To address the molecular and cellular mechanisms underlying the extracellular nucleic acid-dependent bacterial tropism during lung infection, the following issues will be addressed:

(a) Our recent data demonstrate a cooperative effect between phagocytosis and NETosis (usually occurring within some hours) upon neutrophil activation, which leads to a significant acceleration of NET formation (within a few minutes). Apparently, this cooperative action is substantial to improve the efficacy of both phagocytosis and NETosis in combating the rapidly disseminating bacteria or other microbes. In order to define the lung-specific conditions for the connection between these two neutrophil-derived killing mechanisms, the kinetics and outcome of fast NETosis will be characterized in relation to the severity and course of pneumonia in mice. Here, bacterial toxins and mutated pneumococci will be investigated as well to characterize the nature of fast NETosis. Besides its antimicrobial potential, we found that the histone component of NET may trigger alveolar epithelial cell death leading to lung tissue destruction. Since strategies based on the neutralisation of histone-mediated cytotoxicity may be of potential benefit in the treatment of pneumonia, we aim to characterize the molecular mechanism of histone-provoked cell death in vitro and apply respective interventional strategies upon pneumonia in mice models.
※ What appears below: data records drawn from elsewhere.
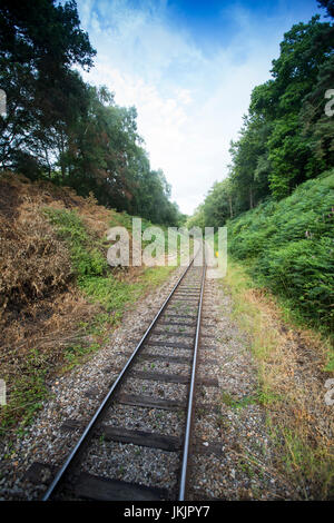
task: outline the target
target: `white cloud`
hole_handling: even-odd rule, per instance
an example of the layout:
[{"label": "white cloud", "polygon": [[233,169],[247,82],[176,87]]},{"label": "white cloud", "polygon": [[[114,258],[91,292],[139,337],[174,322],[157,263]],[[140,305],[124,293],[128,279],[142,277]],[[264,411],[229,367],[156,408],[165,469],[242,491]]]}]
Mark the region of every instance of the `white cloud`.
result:
[{"label": "white cloud", "polygon": [[173,198],[190,214],[226,176],[229,140],[253,87],[268,78],[283,30],[272,28],[268,39],[246,11],[235,11],[242,30],[208,59],[186,30],[171,26],[166,2],[132,9],[126,0],[79,0],[78,9],[98,51],[86,78],[108,86],[118,105],[137,107],[151,167],[163,168]]}]

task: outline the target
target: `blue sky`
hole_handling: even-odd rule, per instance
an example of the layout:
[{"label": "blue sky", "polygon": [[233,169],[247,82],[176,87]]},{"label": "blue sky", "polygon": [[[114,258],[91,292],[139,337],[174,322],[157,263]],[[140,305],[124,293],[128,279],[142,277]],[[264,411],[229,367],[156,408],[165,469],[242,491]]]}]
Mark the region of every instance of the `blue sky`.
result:
[{"label": "blue sky", "polygon": [[136,106],[153,168],[191,214],[227,176],[252,89],[269,78],[284,32],[322,13],[316,0],[78,0],[97,50],[90,83]]}]

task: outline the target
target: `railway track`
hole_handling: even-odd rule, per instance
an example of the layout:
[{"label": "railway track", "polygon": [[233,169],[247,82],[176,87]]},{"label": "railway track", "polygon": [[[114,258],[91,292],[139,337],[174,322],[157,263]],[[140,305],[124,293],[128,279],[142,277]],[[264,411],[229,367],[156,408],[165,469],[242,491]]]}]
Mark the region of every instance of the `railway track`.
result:
[{"label": "railway track", "polygon": [[[80,421],[68,420],[63,424],[63,430],[80,430],[81,435],[62,466],[58,470],[50,467],[53,480],[43,494],[43,501],[75,499],[184,501],[187,499],[190,456],[193,452],[200,452],[193,434],[196,386],[198,383],[204,386],[217,386],[215,377],[206,376],[199,379],[196,376],[202,336],[205,277],[205,264],[203,267],[197,267],[193,259],[167,296],[89,423],[84,425]],[[145,368],[149,366],[150,369],[136,369],[138,362],[145,362]],[[165,362],[167,372],[165,369],[165,372],[153,372],[157,362]],[[173,364],[184,365],[187,371],[170,374],[168,365]],[[140,379],[143,383],[156,382],[163,388],[168,384],[180,384],[184,393],[177,401],[168,399],[168,394],[163,394],[163,398],[160,395],[129,394],[126,392],[127,384],[134,378]],[[131,406],[135,413],[136,408],[141,409],[141,413],[143,409],[183,412],[183,434],[175,436],[115,426],[115,423],[110,424],[109,421],[112,418],[112,409],[119,405]],[[86,472],[82,463],[85,463],[90,446],[98,438],[121,443],[122,448],[127,446],[134,448],[136,445],[136,447],[149,447],[156,452],[175,453],[179,463],[175,486],[168,490],[155,484],[147,485],[147,481],[127,483],[117,477],[106,477],[105,474]],[[36,465],[38,468],[38,464]]]}]

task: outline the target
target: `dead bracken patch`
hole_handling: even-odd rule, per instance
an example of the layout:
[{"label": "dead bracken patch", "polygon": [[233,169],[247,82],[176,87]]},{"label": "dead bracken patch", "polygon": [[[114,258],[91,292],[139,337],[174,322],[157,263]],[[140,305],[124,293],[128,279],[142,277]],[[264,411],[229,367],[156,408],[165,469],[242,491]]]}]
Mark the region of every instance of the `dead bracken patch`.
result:
[{"label": "dead bracken patch", "polygon": [[[85,354],[82,347],[99,345],[109,322],[98,300],[91,303],[78,289],[69,246],[45,208],[75,210],[88,239],[98,238],[102,259],[109,246],[102,240],[107,229],[124,219],[97,205],[92,195],[82,198],[48,181],[31,182],[9,171],[0,175],[0,378],[8,391],[0,430],[6,432],[27,409],[29,414],[39,407],[47,378]],[[107,276],[110,270],[106,268]],[[115,279],[126,283],[140,274],[141,268],[112,270]],[[104,314],[99,328],[95,322]]]}]

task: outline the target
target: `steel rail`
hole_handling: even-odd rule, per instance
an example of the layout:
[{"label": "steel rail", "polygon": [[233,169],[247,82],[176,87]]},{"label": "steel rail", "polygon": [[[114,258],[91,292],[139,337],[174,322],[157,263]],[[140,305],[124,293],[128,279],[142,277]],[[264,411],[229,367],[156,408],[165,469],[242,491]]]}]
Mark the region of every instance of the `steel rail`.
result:
[{"label": "steel rail", "polygon": [[[197,253],[196,253],[197,255]],[[119,375],[117,376],[116,381],[114,382],[114,384],[111,385],[111,387],[109,388],[108,393],[106,394],[105,398],[102,399],[102,402],[100,403],[99,407],[97,408],[96,413],[94,414],[94,416],[91,417],[91,420],[89,421],[89,423],[86,425],[86,428],[84,431],[84,433],[81,434],[79,441],[77,442],[76,446],[72,448],[72,451],[70,452],[70,454],[68,455],[66,462],[63,463],[63,465],[61,466],[61,468],[58,471],[58,473],[56,474],[52,483],[50,484],[50,486],[48,487],[47,492],[45,493],[43,497],[42,497],[42,501],[48,501],[50,500],[51,495],[59,490],[60,487],[60,484],[61,482],[65,481],[65,478],[68,476],[71,467],[73,466],[73,463],[75,463],[75,460],[78,457],[78,454],[79,452],[82,450],[84,447],[84,444],[88,442],[88,440],[90,438],[90,436],[92,435],[92,432],[94,432],[94,428],[97,426],[97,424],[101,421],[102,418],[102,414],[110,406],[111,404],[111,401],[114,399],[114,396],[115,396],[115,393],[117,392],[122,378],[125,377],[125,375],[127,374],[127,372],[129,371],[129,367],[132,363],[132,361],[135,359],[135,357],[137,356],[138,352],[140,351],[140,348],[143,347],[144,343],[146,342],[146,339],[148,338],[148,336],[150,335],[151,333],[151,329],[153,327],[155,326],[155,324],[157,323],[158,318],[160,317],[160,315],[163,314],[163,312],[165,310],[167,304],[169,303],[170,298],[173,297],[175,290],[177,289],[177,287],[179,286],[179,284],[181,283],[181,280],[184,279],[184,277],[186,276],[186,274],[188,273],[189,268],[191,267],[191,265],[194,264],[194,259],[196,257],[196,255],[193,257],[191,262],[189,263],[189,265],[187,266],[187,268],[184,270],[184,273],[181,274],[181,276],[179,277],[179,279],[177,280],[177,283],[175,284],[175,286],[173,287],[173,289],[170,290],[169,295],[167,296],[167,298],[165,299],[164,304],[161,305],[160,309],[158,310],[158,313],[156,314],[155,318],[153,319],[153,322],[150,323],[149,327],[147,328],[147,330],[145,332],[145,334],[143,335],[140,342],[138,343],[138,345],[136,346],[135,351],[132,352],[131,356],[129,357],[129,359],[127,361],[127,363],[125,364],[124,368],[121,369],[121,372],[119,373]]]},{"label": "steel rail", "polygon": [[185,433],[185,440],[184,440],[184,453],[183,453],[181,475],[180,475],[180,481],[179,481],[178,501],[185,501],[186,486],[187,486],[187,480],[188,480],[188,461],[189,461],[189,448],[190,448],[190,434],[191,434],[191,428],[193,428],[195,382],[196,382],[198,344],[199,344],[199,335],[200,335],[200,320],[202,320],[202,307],[203,307],[203,296],[204,296],[204,285],[205,285],[205,273],[206,273],[206,262],[204,259],[204,267],[203,267],[202,283],[200,283],[200,297],[199,297],[199,304],[198,304],[198,310],[197,310],[196,336],[195,336],[191,378],[190,378],[188,406],[187,406],[186,433]]}]

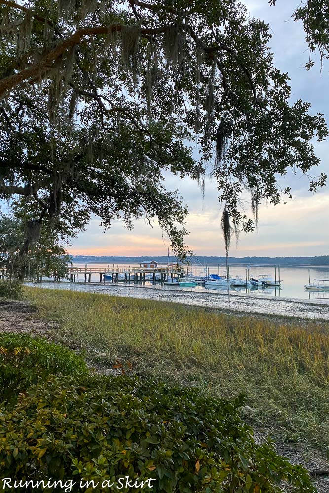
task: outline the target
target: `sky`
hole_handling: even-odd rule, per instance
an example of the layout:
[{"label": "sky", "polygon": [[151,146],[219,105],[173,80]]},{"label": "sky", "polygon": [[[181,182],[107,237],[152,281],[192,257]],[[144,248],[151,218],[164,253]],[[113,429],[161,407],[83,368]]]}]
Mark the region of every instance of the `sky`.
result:
[{"label": "sky", "polygon": [[[269,44],[274,64],[289,74],[292,102],[299,98],[310,101],[311,112],[324,113],[329,122],[329,65],[325,64],[322,74],[319,65],[309,71],[303,67],[308,57],[304,33],[302,25],[291,18],[299,0],[278,0],[275,7],[270,7],[267,0],[245,0],[244,3],[252,17],[259,17],[270,24],[273,37]],[[329,139],[320,144],[316,142],[315,147],[322,161],[319,172],[327,172],[329,175]],[[237,246],[232,242],[231,256],[329,254],[329,188],[311,194],[308,191],[307,179],[301,175],[292,174],[280,181],[283,188],[292,187],[293,199],[286,205],[275,207],[262,204],[258,227],[253,233],[241,234]],[[168,176],[166,183],[169,189],[178,189],[188,206],[186,227],[189,234],[185,240],[190,248],[197,255],[224,255],[215,181],[206,180],[204,199],[197,184],[189,178],[181,180]],[[170,241],[156,223],[152,228],[146,220],[139,220],[134,230],[128,231],[122,222],[115,221],[104,232],[99,222],[97,217],[92,218],[86,231],[72,241],[68,248],[70,253],[147,257],[167,254]]]}]

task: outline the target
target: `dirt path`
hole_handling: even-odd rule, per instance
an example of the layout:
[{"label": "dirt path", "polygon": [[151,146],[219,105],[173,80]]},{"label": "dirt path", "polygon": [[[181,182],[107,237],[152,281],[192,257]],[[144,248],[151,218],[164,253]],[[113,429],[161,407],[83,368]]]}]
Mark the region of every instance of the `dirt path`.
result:
[{"label": "dirt path", "polygon": [[[25,333],[54,341],[57,338],[58,328],[56,322],[41,318],[37,310],[28,301],[0,301],[0,332]],[[101,372],[101,369],[97,370]],[[107,371],[103,370],[103,372]],[[259,427],[254,431],[255,438],[259,443],[269,435],[273,436],[273,432],[276,435],[275,429]],[[304,444],[287,443],[279,440],[277,440],[276,446],[277,452],[292,462],[306,467],[315,478],[319,493],[329,493],[329,476],[324,474],[329,471],[329,463],[320,451]]]}]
(b) As eukaryotic enolase, associated with the surface of host cells, provides the ability to bind nucleic acids as docking sites for bacterial adherence, the mechanisms of enolase export from the cytosol, its binding mode to nucleic acids and the consequences for bacterial tropism will be characterized. Since enolase was also shown by us to serve as cell membrane-associated cofactor for inflammatory cell invasion in the lung, the respective mechanistic relations to nucleic acid binding and outcome of pneumonia as well as possible anti-enolase approaches as new interventions will be investigated. Our project will provide new mechanistic insights into the role of host-derived nucleic acids and their interacting partners in bacterial infection and inflammation in the lung.